We investigate the sputtering and ionization process that takes place during secondary ion mass spectrometry (SIMS) analysis in order to develop a better understanding of the underlying controls on elemental and molecular oxide secondary ion yields. Using data from a suite of uranium compounds that were sputtered with an O- primary beam on a NanoSIMS 50L, our goal is to understand whether a compound’s intrinsic properties, or processes operating at the sputtering site, exert the greatest influence over the relative abundances of uranium elemental and molecular oxide secondary ions observed during an analysis. While the observed ²³⁸U/²³⁸U¹⁶O and ²³⁸U/²³⁸U¹⁶O₂ of the various compounds exhibit considerable overlap, there are relationships between the weighted mean ²³⁸U/²³⁸U¹⁶O and ²³⁸U/²³⁸U¹⁶O₂ ratios for the various compounds and their enthalpies of formation. This reinforces the existing theory that the nature of the material being sputtered can influence relative ion yields (e.g. the SIMS matrix effect), but we also document significant evidence for the influence of processes operating at the sputtering site as a major factor. The existence of a strong relationship between the relative uranium molecular oxide production rate and the mass fractionation regimes taking place within an analysis, as well as the existence of sudden shifts in molecular oxide production rates taking place within an analysis, provide further evidence for the importance of processes related to the sputtering and ionization dynamics as exerting the most control over observed ion yields. Evaluation of our data within the context of existing models for secondary ion production during SIMS analysis highlights the need for additional models that consider the competing influences of a sample’s chemical and/or structural form, reactions taking place at the sputtering site, as well as the ionization and ion extraction dynamics of the various elemental and molecular oxide species.

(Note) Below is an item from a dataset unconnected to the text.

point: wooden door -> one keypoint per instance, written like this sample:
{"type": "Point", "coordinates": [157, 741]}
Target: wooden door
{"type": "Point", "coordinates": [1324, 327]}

我们研究了二次离子质谱 (SIMS) 分析过程中发生的溅射和电离过程，以便更好地了解对元素和分子氧化物二次离子产率的潜在控制。使用在 NanoSIMS 50L 上用 O-初级束溅射的一组铀化合物的数据，我们的目标是了解化合物的固有特性或在溅射现场运行的过程是否对铀的相对丰度产生最大影响。在分析过程中观察到的铀元素和分子氧化物二次离子。而观察到的²³⁸ U/ ²³⁸ U ¹⁶ O 和²³⁸ U/ ²³⁸ U ¹⁶ O ₂的各种化合物表现出相当大的重叠，加权平均值²³⁸ U/ ²³⁸ U ¹⁶ O 和²³⁸ U/ ²³⁸ U ¹⁶ O ₂之间存在关系各种化合物的比率及其形成焓。这强化了现有理论，即被溅射材料的性质会影响相对离子产率（例如 SIMS 基质效应），但我们也记录了重要证据，证明在溅射现场操作的工艺影响是主要因素。相对铀分子氧化物生产率与分析中发生的质量分馏机制之间存在很强的关系，以及分析中分子氧化物生产率的突然变化的存在，为重要性提供了进一步的证据与溅射和电离动力学相关的过程对观察到的离子产率施加最大的控制。